- How do we best message the support of our community? Most of us at RG are not “the other 99%,” we (or our families) are the 1%. Yet we are in full solidarity with, and a part of, this movement for change too!
- Last night, about a dozen RG community members in New York marched in the massive “Community/Labor March” in solidarity with Occupy Wall Street that drew over 15,000.
- Farhad Ebrahimi, an RG member in Boston, helped support the start-up of Occupy Boston by purchasing tents, tracking down a PA system, and supporting the Media Team.
- This past Saturday, a couple RG members were part of the Brooklyn Bridge march (and ended up spending quality time with the NYPD).
- Conversation is flowing about how to use our class (and for some of us, race) privilege in the context of mass mobilization and arrests. We are thinking about how to use ourselves strategically, as people who can afford to pay jail fees, and usually don’t have the same risks of job security and livelihood as folks who are part of communities traditionally more targeted by the police.
- RGers have also provided support in NYC, Boston, and DC in the way of food donations & grocery gift cards, donations to safety/security, like giving to the National Lawyers Guild, and to support local media crews and independent publications.

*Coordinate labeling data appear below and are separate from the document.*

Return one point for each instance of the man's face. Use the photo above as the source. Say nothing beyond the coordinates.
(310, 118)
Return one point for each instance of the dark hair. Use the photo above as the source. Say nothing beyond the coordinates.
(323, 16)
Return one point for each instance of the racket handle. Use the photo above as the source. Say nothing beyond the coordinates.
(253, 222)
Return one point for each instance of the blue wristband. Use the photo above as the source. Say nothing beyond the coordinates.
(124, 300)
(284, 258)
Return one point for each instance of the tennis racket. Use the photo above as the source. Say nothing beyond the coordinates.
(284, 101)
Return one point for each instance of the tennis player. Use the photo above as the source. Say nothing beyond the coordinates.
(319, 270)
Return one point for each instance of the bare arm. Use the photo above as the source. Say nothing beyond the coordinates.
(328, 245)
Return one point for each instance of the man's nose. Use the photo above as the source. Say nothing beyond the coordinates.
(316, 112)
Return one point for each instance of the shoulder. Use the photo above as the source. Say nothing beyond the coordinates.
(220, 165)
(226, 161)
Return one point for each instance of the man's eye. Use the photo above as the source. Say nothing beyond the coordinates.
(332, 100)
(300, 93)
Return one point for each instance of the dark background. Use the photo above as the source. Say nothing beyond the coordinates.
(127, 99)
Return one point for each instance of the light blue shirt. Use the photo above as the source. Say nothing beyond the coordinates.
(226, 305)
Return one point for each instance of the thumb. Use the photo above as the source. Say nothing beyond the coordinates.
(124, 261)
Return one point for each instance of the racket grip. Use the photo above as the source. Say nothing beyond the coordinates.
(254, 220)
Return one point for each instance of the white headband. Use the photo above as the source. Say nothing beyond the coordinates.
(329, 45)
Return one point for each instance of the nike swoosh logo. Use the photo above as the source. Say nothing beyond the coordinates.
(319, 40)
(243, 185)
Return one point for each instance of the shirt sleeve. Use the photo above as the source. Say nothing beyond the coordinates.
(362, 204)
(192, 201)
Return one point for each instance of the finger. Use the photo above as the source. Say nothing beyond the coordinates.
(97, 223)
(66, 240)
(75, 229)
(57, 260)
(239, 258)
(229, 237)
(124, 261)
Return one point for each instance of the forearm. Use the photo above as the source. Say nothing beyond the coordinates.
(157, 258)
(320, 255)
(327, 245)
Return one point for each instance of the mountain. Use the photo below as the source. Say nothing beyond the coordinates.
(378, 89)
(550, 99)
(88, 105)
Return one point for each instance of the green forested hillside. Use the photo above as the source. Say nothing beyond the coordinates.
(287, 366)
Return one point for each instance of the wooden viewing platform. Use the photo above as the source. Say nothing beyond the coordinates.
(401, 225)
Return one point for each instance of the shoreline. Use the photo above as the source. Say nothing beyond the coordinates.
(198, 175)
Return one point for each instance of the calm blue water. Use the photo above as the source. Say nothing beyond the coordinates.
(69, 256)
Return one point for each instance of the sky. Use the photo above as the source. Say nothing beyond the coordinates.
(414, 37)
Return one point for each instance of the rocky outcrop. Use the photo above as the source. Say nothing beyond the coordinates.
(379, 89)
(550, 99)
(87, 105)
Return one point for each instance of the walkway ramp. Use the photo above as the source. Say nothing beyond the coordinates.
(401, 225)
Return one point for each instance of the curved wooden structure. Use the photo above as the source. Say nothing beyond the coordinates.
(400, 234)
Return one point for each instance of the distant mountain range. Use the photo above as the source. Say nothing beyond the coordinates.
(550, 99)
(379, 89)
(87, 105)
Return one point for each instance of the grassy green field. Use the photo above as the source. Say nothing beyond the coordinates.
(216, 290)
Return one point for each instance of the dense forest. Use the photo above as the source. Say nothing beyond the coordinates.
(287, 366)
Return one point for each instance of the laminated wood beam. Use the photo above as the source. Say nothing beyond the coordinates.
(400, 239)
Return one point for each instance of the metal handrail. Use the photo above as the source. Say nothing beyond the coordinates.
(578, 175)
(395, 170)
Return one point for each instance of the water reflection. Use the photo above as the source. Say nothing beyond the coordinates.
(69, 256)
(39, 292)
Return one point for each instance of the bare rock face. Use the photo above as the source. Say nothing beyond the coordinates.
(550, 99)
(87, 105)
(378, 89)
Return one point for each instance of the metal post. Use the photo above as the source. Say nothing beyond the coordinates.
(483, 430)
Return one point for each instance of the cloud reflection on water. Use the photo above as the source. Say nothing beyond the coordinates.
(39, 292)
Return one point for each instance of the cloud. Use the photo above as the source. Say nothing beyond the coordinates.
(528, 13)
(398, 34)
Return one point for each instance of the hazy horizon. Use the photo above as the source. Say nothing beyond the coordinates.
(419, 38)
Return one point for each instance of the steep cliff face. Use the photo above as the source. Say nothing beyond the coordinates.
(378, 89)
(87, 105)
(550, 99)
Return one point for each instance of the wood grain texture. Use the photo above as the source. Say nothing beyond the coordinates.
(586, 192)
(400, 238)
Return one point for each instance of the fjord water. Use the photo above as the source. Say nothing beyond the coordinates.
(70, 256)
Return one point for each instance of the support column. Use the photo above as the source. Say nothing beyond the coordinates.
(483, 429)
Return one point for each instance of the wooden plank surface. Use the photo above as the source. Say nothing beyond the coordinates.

- There’s been a Facebook thread talking about the language of “occupation,” and some of our own family histories that are wrapped up in legacies of occupation and colonization. Some folks have been talking about how we use our learnings from RG to ensure any solutions for this movement don’t replicate the same violence of our fore bearers.
Curious RG. How are we defining the 1%? I’d love to hear which frame and latest statistics we are harolding. Thanks!